In everything that I have described above, after all, the argument is not really about whether “government is good or bad,” but about how different kinds of government rules will lead to different economic outcomes, and then how to assess those outcomes.
When an anti-government ideologue says that “the government always screws things up,” that really means that the speaker believes that there is a way for the government to change its rules so that its involvement in the transaction might be less visible, and that the person making that claim believes that the resulting pro-business result is the best result as a normative matter.
Or, to put it differently, saying that “government is bad” in the usual economic discussions is simply a claim that the government can change its ways such that the world would supposedly be better. “Don’t let the government impose a minimum wage,” for example, really means that the government should enforce wage contracts, no matter how those contracts were reached, and no matter the personal and social consequences of allowing people to work for low wages.
The habit of saying that “the government can’t do anything right,” therefore, can most definitely have damaging policy consequences, if one believes (as I often do) that the “less regulation” type of government involvement in the economy is worse than the alternative.
But in all of those cases, we are talking about a set of choices that are not tantamount to lawlessness. For all the talk about “economic liberty” and all that, arguments against regulation leave us, at worst, with a regulatory framework that still allows the world to move forward, even if we can argue about the goodness or badness of the economic outcomes that ensue.
By contrast, the habit of mind that has caused many conservatives to denigrate the government’s response to the Ebola crisis in the same “government is always bad” terms leaves us with only chaos as an alternative. When, for example, the extreme pundits on cable news outlets complain about incompetent government bureaucrats, they are saying (among other absurd things) that we cannot believe the scientists who tell us that the Ebola crisis is manageable and should not lead to panic.
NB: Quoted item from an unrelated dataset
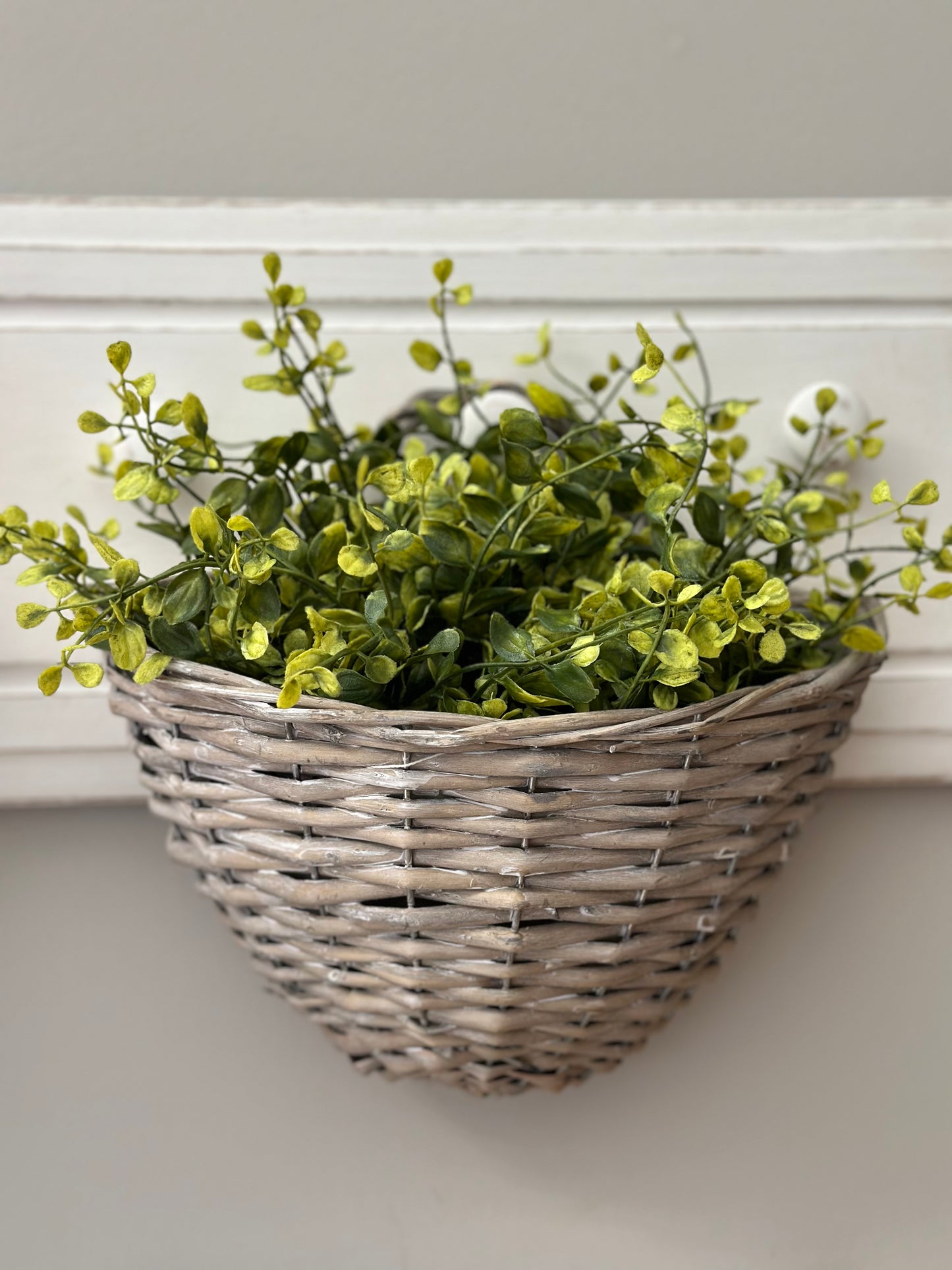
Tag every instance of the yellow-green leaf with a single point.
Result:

If it were really true that the government did everything incompetently, however, then what would the alternative be? Is there a private-sector solution? Hardly, because as I explained above, the supposed private-sector (nominally “unregulated”) solutions in the realms of economic transactions are actually public-sector solutions by another name.
With the possibility of an Ebola epidemic, by contrast, we are finally faced with a situation in which the reflexive desire to demonize government is not merely more harmful than helpful. Now, it is entirely harmful to claim that government is bad, when the public’s only alternative is to panic and assume the worst, overreacting to even the most minimal and manageable threat by calling for closing borders or expelling foreigners—solutions that, by the way, would themselves have to be carried out competently by government employees (or by angry mobs).
The larger point, therefore, is that it is one thing to be sloppy in our thinking and to take people seriously when they say that “government always screws up the economy.” That is false, but even when people believe it, we are left at worst with a bad outcome, but not utter disaster.
When anti-government rhetoric leads to unexamined assertions that everything the government says and does cannot be trusted, however, we risk true catastrophe. It is long since time for everyone to stop demonizing government.